Het einde van het verhaal bepaalt de positie, de waarde, de betekenis van
alle voorgaande handelingen en uitspraken. De slingerende weg die het verhaal
is geweest botst op een hemelhoge spiegel, waarin de luisteraar/toeschouwer/
lezer op slag perspectief heeft op de afgelegde weg, het landschap
waardoor de weg liep en de voorvallen die hij zich herinnert, gedwongen als
hij daartoe is door de botsing op de spiegel. Het einde geeft vorm en activeert
tegelijkertijd het raderwerk van dubbelzinnigheden dat in het vertelde en verzwegene
meedraait.
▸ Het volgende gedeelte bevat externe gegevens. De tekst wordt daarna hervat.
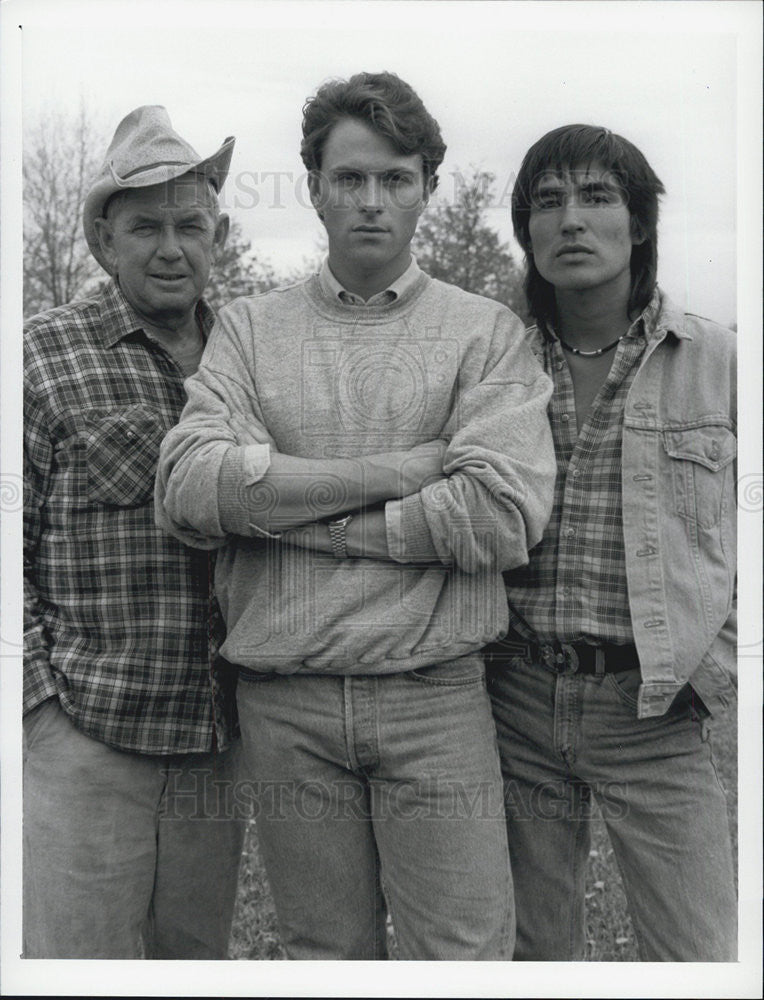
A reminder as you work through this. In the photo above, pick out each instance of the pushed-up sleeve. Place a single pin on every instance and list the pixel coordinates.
(496, 498)
(220, 445)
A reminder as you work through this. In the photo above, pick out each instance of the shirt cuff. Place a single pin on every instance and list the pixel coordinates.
(408, 534)
(241, 469)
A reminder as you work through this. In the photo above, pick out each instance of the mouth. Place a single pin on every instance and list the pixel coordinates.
(573, 249)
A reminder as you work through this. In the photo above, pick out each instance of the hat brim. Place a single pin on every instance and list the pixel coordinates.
(215, 168)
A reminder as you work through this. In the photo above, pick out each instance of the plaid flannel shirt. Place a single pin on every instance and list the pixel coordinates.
(119, 621)
(574, 586)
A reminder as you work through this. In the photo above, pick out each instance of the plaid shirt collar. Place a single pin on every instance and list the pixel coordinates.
(119, 319)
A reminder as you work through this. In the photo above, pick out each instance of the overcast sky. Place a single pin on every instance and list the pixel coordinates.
(496, 76)
(681, 80)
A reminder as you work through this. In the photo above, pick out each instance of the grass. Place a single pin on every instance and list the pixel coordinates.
(609, 933)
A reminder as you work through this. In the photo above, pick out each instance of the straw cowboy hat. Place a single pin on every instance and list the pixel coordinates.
(147, 150)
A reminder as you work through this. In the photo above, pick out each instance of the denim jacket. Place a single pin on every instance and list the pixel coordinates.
(678, 478)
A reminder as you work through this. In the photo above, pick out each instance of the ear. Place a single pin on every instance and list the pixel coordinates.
(315, 192)
(105, 235)
(637, 236)
(429, 187)
(221, 231)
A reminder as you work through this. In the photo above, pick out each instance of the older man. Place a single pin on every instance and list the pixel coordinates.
(127, 729)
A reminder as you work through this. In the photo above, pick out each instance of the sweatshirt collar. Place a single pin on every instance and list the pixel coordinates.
(335, 291)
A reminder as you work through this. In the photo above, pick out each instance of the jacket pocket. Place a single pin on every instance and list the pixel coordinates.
(121, 453)
(700, 459)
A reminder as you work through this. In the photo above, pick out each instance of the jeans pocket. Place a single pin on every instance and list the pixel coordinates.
(625, 683)
(467, 670)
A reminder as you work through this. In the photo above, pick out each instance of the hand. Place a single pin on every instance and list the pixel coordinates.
(313, 536)
(408, 472)
(366, 537)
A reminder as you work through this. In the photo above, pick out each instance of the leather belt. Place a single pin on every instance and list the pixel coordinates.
(564, 657)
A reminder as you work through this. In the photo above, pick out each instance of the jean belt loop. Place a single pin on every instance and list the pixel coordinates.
(599, 662)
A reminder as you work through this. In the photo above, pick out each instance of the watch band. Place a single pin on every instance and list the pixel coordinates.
(338, 536)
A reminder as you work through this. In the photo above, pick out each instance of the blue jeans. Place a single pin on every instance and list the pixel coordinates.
(565, 738)
(124, 854)
(375, 790)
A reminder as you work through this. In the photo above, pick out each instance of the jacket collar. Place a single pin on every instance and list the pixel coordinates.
(119, 319)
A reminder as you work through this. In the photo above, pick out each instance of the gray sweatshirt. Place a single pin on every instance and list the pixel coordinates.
(311, 377)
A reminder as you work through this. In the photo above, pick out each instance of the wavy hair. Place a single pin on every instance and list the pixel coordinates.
(383, 101)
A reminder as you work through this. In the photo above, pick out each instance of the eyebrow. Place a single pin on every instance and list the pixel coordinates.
(188, 215)
(354, 169)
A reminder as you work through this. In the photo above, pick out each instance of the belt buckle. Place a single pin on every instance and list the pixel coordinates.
(559, 656)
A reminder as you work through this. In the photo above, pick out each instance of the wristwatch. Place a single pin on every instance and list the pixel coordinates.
(338, 536)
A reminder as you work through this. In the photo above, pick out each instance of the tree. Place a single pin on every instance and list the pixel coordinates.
(61, 157)
(237, 271)
(455, 243)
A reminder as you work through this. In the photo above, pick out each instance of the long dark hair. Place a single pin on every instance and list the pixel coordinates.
(571, 147)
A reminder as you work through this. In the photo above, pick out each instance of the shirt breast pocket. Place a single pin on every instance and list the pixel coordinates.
(701, 464)
(121, 452)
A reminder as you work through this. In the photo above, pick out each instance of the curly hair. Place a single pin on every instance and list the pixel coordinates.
(383, 101)
(571, 147)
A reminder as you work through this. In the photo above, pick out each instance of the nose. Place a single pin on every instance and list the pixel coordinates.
(169, 248)
(572, 219)
(370, 195)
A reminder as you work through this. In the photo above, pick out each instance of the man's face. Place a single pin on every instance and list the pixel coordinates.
(369, 197)
(580, 230)
(159, 242)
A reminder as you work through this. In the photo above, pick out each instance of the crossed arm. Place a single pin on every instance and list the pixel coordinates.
(479, 498)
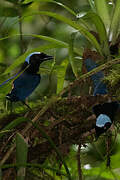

In de spiegel van het einde kan hij zichzelf of een deel
van zichzelf voorstellen als onderdeel van het verhaal.
Rigaut, weet ik nu, hoefde geen schrijver te worden, te kunnen worden of
te willen worden. Hij zag zich ertoe genoodzaakt van zichzelf een personage
te maken en van zijn leven een verhaal. In zijn rigoreuze verlangen naar zuiverheid
werden leven en schrijven onmogelijk. Het enige dat hem restte was
het notuleren van zijn verdwijning en het vormgeven van zijn einde. Niet
omdat hij daar enig heil van verwachtte, maar om groter te worden dan hij
als levende ooit kon zijn. Hij schreef ‘je serai un grand mort’. En hij veranderde
zichzelf in een personage in de dadaïstische roman die de wereld is.
Rigaut was de dada-metafysicus van de mislukking, die voor ons het leven
inlijstte als een ready made. Door zijn zorgvuldig vormgegeven einde en subliem
geschreven ondertitels, werkt de mythe Rigaut in de tijd zoals
Manzoni’s sokkel van de wereld in de ruimte.